中学生になるとより抽象的な世界に踏み入っていくことになります。

中学になって本格的に始まる英語は日本語とは異質な体系を持つ言語で、はじめは特にとっつきにくいですね。主語の後にいきなり動詞が来るのは変だし、前置詞なんて日本語と順番が逆だし、ああ、めんどくさい。

算数は数学と名前を変え「正負の数」から学習したはずです。こちらも「-500円あげる」といった普段しない言い方を学んだりしました。素直に「500円もらう」といえば済むものを。

こんな日常生活とかけ離れたことを学んで何になる、一体何の役に立つのか? 勉強をしたくない生徒の言い訳の定番の一つです。

では、経験できること、つまり目で見たり手で触れたりできることについての言葉だけで日常生活は送れるでしょうか。
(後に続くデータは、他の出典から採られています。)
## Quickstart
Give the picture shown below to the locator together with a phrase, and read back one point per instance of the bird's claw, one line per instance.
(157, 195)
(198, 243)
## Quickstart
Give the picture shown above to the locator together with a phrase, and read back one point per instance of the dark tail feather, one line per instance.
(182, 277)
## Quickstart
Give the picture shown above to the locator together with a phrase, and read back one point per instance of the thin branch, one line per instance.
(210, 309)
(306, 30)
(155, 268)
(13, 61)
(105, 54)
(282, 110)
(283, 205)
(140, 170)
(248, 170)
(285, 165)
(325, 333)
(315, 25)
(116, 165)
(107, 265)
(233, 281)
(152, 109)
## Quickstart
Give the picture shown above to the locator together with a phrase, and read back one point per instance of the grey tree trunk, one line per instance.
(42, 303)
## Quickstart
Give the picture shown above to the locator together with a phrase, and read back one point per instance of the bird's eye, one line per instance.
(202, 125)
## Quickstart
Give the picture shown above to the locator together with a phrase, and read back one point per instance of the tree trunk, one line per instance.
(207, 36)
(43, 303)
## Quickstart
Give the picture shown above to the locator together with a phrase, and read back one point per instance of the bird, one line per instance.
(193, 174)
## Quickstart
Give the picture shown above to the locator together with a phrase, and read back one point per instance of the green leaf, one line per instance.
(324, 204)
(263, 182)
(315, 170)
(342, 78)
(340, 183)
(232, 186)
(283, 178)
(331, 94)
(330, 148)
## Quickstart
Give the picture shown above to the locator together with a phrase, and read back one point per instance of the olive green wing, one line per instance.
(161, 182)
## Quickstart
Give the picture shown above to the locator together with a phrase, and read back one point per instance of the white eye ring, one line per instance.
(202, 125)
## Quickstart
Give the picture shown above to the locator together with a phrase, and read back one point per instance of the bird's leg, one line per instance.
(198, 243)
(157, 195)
答えは、否。送れるにしてもそれはかなり手足を縛られたような窮屈なものになるでしょう。存在しないものについても考えたり、語り合ったりすることで、日常は一気に息を吹き返し、彩りも豊かになるのです。

存在しないものとは、要するに抽象的ということです。そんな身の回りにないものを身につけるには訓練が必要で、自然に手に入れられるものではありません。その訓練を英語や数学を通しておこなっていると考えてもらえればいいでしょう。自然に身につくものではない以上、何度も何度も繰り返していくことが大切です。当然、時間もかかるでしょう。

勉強法に関する言説はたくさんありますが、「反復」を無視したものは眉に唾をつけてかかった方がいいでしょう。

今回は先日、中3生の国語の授業で扱った文章をベースにして書きました。慶應女子の入試問題だったのですが、こういった類の文章を中3で読めるとは、受験生も幸せですね。